Joe Doakes from Como Park emails:

Canadian Mormon convicted of polygamy, faces 5 years in prison.  Isn’t having 25 wives punishment enough?


It’s Canada, so American law doesn’t apply; but I wonder how this case would come out using the principles of law explained by Justice Kennedy in the gay marriage decision, Obergefell v. Hodges.  I’ve excerpted his analysis, changing ‘gay’ to ‘plural.’


“The first principle is that the right to personal choice regarding marriage is inherent in the concept of individual autonomy.  The second is that the right to marry is fundamental because it supports a union unlike any other in its importance to committed individuals.  The third principle is marriage protects children and families and thus draws meaning from related rights of childrearing, procreation, and education.  Finally, the nation’s traditions make clear that marriage is a keystone of the nation’s social order.


The interlocking nature of these constitutional safeguards means a law against plural marriage abridges the central precepts of equality.  The marriage laws at issue are in essence unequal: plural marriage partners are denied benefits afforded to dual marriage partners and are barred from exercising a fundamental right.  Especially against a long history of disapproval of their relationships, this denial works a grave and continuing harm, serving to disrespect and subordinate [religions that celebrate polygamy such as Mormons and Muslims].”

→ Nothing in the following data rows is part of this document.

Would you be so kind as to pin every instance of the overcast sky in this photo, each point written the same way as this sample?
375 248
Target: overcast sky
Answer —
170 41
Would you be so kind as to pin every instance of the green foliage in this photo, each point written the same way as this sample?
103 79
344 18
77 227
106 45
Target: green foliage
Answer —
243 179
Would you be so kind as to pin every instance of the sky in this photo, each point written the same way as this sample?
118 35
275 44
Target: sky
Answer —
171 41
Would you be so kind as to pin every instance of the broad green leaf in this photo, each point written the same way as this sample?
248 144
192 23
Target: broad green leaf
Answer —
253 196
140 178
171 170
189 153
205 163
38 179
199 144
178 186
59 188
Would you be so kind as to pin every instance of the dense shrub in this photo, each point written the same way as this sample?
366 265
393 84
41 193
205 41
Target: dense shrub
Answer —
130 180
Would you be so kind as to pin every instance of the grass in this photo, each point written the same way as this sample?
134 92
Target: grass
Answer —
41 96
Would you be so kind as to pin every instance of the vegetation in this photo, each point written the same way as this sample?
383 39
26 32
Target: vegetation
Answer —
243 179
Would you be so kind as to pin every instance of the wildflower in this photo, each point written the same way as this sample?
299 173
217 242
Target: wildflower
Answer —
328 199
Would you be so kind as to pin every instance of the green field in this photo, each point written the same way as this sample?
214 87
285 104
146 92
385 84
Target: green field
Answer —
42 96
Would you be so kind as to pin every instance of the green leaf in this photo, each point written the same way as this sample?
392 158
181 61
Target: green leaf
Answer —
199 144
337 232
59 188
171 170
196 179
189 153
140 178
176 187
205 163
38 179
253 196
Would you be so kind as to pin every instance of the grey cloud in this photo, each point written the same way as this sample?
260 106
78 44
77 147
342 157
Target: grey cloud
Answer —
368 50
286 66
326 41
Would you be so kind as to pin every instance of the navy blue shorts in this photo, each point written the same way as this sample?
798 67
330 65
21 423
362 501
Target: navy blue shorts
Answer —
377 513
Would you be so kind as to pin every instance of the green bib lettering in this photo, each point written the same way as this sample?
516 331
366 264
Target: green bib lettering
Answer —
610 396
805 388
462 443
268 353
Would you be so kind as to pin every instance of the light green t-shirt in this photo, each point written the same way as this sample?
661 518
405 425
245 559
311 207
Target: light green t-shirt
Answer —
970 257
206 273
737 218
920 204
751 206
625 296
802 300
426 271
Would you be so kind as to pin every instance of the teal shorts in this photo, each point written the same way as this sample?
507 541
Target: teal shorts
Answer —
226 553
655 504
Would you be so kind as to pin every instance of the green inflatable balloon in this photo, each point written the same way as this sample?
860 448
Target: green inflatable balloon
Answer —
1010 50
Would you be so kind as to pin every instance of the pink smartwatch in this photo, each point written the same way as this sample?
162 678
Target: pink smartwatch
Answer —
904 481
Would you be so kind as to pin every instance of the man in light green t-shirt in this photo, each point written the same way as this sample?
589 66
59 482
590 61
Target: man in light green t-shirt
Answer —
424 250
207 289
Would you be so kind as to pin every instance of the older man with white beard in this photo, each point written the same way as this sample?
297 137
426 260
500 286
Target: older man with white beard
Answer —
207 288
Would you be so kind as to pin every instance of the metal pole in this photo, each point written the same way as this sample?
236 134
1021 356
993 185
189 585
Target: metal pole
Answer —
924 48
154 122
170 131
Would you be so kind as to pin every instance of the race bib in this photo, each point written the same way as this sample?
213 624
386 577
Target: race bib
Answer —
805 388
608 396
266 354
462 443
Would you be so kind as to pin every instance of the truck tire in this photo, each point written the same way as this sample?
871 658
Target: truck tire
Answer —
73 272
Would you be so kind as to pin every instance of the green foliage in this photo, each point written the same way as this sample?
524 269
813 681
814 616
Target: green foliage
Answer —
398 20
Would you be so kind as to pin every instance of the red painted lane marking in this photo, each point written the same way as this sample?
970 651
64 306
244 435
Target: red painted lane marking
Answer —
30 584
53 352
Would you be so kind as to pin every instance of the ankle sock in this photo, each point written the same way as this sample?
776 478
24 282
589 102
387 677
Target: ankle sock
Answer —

Seems to me that the ‘legal reasoning’ adopted by the Supreme Court in striking down all laws preventing gay marriage, apply with equal vigor to striking down all laws preventing plural marriage.


Aside from the court precedent, I object to this case as a violation of sound societal organizational principles.


The prohibition on polygamy stands in mocking contrast to the reality that the same guy can have sex with all those women and conceive all those kids out of wedlock and, under the modern welfare system, the state will pick up the tab for every kid and the baby mommas too.  The anti-polygamy law doesn’t stop fornication, adultery or bastardy; it spreads the cost of those societal ills across all of society.


So on the one hand, we can have the father donating seed to 25 baby mommas while taking zero responsibility for the kids or the breeders, and the state will provide for all of them and that’s perfectly acceptable to Liberals.  It’s his right.


Or we can have the man who, under the tenets of his sincerely held religious belief, is allowed to marry as many women and have as many kids as he can support; but he has a moral and binding obligation, enforced by his peers and answerable to God, to actually support all of them.


As a taxpayer, I find Option B more appealing.


Joe Doakes

Wait – moral obligations are binding?